= R. I. D. Mallam =

Judge of the Northern Territory Supreme Court

Ross Ibbotson Dalton Mallam (1878 – 26 May 1954), invariably known as R. I. D. Mallam or Justice Mallam, was a judge of the Australian Northern Territory Supreme Court.

==History==
Mallam was born in Kensington, London, and in 1902 emigrated to Adelaide, South Australia, where his uncle George Bessant Mallam (1843–1910) was a successful medical practitioner who had in 1884 married Annie Isabel Kyffin Thomas (1864–1948), daughter of the influential newspaper proprietor William Kyffin Thomas (1821–1878).

He began practising law in Kadina in 1903, then a year later in Adelaide, where he also served as managing clerk for Paris Nesbit. On a motion by Nesbit, Mallam was admitted as a practitioner to the Supreme Court of South Australia.

In 1910 he moved to Darwin where he had a successful practice in Mitchell Street, having taken over the offices of E. P. G. Little. There he was a popular barrister and often took on 'the establishment' in court and he strongly opposed the administration of John A. Gilruth, whom he believed to be inept.

He was appointed to the Supreme Court of North Australia in April 1928, replacing the despised Judge Donald Arthur Roberts, and his appointment was celebrated by both the conservative Northern Territory Times and the union-owned Northern Standard. Of the appointment the Northern Territory Times said:

There seems to be a consensus of opinion locally that the appointment is a wise one and that Justice Mallam will fill the position with honor and credit to himself and with the general satisfaction to the public.

In November 1928 he sat on the trial of Padygar and Arkikra, two Aboriginal men who had been charged with the murder of Frederick Brooks at Coniston Station. It was this murder that led to the Coniston massacre and these men had been arrested by William George Murray who led the punitive expedition, when many Aboriginal people were killed. Mallam rejected the confessions of both men, which had been made after they were violently arrested, as inadmissible and they were found not guilty.
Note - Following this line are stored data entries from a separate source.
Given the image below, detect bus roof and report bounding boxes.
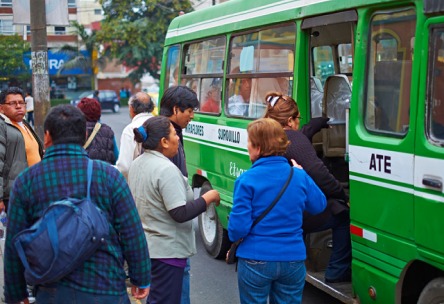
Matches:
[165,0,400,44]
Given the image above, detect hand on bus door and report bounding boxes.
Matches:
[202,189,221,207]
[291,159,303,169]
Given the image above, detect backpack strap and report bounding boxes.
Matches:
[83,122,101,149]
[87,159,93,201]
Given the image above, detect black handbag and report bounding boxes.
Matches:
[226,168,294,265]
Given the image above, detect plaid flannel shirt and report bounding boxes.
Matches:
[4,144,150,303]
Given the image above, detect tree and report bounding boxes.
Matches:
[97,0,193,82]
[56,21,106,89]
[0,34,30,82]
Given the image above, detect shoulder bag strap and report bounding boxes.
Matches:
[86,159,93,200]
[251,167,294,228]
[83,122,101,149]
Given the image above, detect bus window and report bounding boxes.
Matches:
[313,46,334,85]
[186,78,200,96]
[227,23,295,118]
[338,43,353,75]
[428,28,444,143]
[184,37,225,75]
[200,78,222,114]
[365,9,415,135]
[164,45,180,88]
[227,74,292,118]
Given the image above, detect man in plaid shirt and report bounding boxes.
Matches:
[3,105,151,303]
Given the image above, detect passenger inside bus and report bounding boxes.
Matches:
[228,77,252,116]
[201,78,221,113]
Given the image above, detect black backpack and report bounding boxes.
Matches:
[13,159,110,285]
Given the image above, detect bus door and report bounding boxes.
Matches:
[349,7,417,303]
[410,15,444,301]
[300,10,357,300]
[302,10,356,180]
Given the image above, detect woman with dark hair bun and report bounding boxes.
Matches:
[128,116,220,304]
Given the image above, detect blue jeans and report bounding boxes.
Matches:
[237,258,305,304]
[36,284,130,304]
[180,258,190,304]
[310,210,351,280]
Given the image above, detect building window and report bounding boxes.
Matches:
[94,9,102,15]
[0,0,12,7]
[0,19,14,34]
[54,26,66,35]
[68,0,76,8]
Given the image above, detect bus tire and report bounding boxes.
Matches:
[418,277,444,304]
[198,182,231,260]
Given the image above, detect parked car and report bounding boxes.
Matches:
[70,90,120,113]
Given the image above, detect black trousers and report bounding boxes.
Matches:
[147,259,185,304]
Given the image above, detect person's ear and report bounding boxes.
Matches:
[287,117,293,127]
[44,130,53,148]
[160,137,169,150]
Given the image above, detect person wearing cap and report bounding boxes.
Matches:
[116,92,155,179]
[77,97,118,164]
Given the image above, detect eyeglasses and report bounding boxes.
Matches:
[3,101,26,107]
[296,116,303,120]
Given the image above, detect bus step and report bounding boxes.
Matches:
[306,270,357,304]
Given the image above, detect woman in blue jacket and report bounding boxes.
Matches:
[228,118,326,304]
Mallam is reported to have remarked during the trial that Murray had "[m]owed them down wholesale". The result of this trial led to the Commonwealth forming a Board of Inquiry into the events at Coniston.

He retired in 1933 due to ill health and his vacant position on the Supreme Court was filled by Thomas Alexander Wells. After a year in Adelaide he moved to Melbourne, where he died in 1954.

==Recognition==
Mallam Street, Ludmilla is named for him.
as is Mallam Crescent Alice Springs.